The Team
Dr Marion Vannier is the Principal Investigator of the HOPE Project. She is also a senior Lecturer in Criminology at the University of Manchester, a UKRI Future Leaders Fellow, and a Research Associate at the Centre for Criminology, University of Oxford. Her research sits at the intersection of prison sociology, criminal law, and human rights. She is the author of Normalising Punishment: The Case of Life Without Parole in California (Oxford University Press, 2021) and Prisoner Leaders: leadership as experience and institution (Palgrave, 2025). Marion’s work examines life imprisonment, human rights, and the lived realities of incarceration. A key strand of her current research focuses on prisoner leadership, exploring how people in prison take on roles that support their peers, shape carceral relationships, and incite us to rethink the role and purpose of imprisonment. This builds on her wider interest in how humanitarian ideals are translated into experience and penal practice.
She works collaboratively with judges, policymakers, HM Prison and Probation Service, the Ministry of Justice, and the voluntary sector to rethink the role of punishment and to develop more just approaches to imprisonment in an ageing society.
Dr Marion Vannier | Principal Investigator
Dr Helen Gair is the lead Research Associate of the HOPE project, and a Research Associate in Criminology at the University of Manchester. Her research spans criminological and historical perspectives of the lived experience of criminal justice. She is particularly interested in themes of reintegration, desistance and the sociology of community. Helen’s work examines the lived experience of criminal justice involvement and imprisonment through the lens of age, having both researched the experiences of children and young adults as well as older adults. On the HOPE project, Helen has co-led fieldwork within prison sites, and contributed to several outputs including an article on early release for the Prison Service Journal and the Meaningful activities report for Recoop. She is also currently working on an article exploring the peer support of older prisoners.
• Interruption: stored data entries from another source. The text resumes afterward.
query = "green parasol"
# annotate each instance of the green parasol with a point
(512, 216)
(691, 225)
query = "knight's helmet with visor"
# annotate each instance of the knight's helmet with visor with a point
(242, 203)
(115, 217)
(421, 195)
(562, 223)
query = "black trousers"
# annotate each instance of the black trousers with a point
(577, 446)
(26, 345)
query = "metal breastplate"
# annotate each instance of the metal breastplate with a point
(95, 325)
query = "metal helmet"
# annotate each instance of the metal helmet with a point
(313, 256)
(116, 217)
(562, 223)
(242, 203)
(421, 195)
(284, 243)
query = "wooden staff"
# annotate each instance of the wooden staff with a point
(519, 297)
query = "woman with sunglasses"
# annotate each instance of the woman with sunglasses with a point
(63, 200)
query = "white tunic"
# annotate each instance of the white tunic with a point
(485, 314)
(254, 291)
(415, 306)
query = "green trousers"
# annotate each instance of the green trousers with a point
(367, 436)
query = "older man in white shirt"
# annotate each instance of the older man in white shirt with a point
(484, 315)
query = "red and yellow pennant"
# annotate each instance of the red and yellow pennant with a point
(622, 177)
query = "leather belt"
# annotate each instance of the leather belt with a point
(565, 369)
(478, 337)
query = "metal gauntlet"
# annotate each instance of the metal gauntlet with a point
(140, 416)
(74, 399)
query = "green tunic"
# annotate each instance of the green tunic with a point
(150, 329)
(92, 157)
Dr Helen Gair | Research Associate
Vlad-George Zaha is a Romanian public criminologist working at the intersection of criminal and social justice, drug policy, and carceral reform. He earned his BA in Criminology from the University of Manchester and his MSc in Criminology & Criminal Justice from the University of Oxford with Distinction. As a public scholar, Vlad communicates criminological evidence to broad audiences reaching tens of thousands of followers and appearing in hundreds of national media pieces. He has been invited as an expert to multiple Romanian parliamentary and governmental committees and has contributed commissioned research with Friedrich Ebert Stiftung, Declic Foundation, and the Centre for Democracy and Good Governance. Recent publications address prisoner leadership and drugs, the functioning of the European Public Prosecutor's Office, and evidence-based drug policies around decriminalisation, legal-regulation and driving under the influence.
Vlad-George Zaha | Research Assistant
Michelle Corallo | Research Assistant
Michelle is a PhD Candidate in Criminology at the University of Manchester, where she researches peacebuilding and peacekeeping in post-conflict societies. Her broader research interests include atrocity crimes, crimes of the powerful, biopolitical theories, and creative research methodologies. Alongside her doctoral studies, she works as a research and teaching assistant on various projects within the University.
Advisory Teams
Academic Advisory Team: Professor Ben Crewe (Prison ethnographer and life imprisonment researcher, Institute of Criminology, Cambridge); Professor Lucia Zedner (Law and human rights expert, Oxford); Professor Dirk van Zyl Smit (Human rights and life imprisonment expert, Nottingham University); Professor Ian O’Donnell (Law and prison psychology expert, University College Dublin).
Working Stakeholders’ Advisory Team: Jamie Bennett, Deputy Director, Operational Security Group and William Styles, Deputy Director, Long-term and High Security Group, at HMPPS; individuals with lived experience of prison from the Prisoner Policy Network; Peter Dawson, Director of Prison Reform Trust (PRT), Anita Dockley, Research Director at The Howard League (HL); Olivia Rope, Director of Policy and International Advocacy at Penal Reform International (PRI).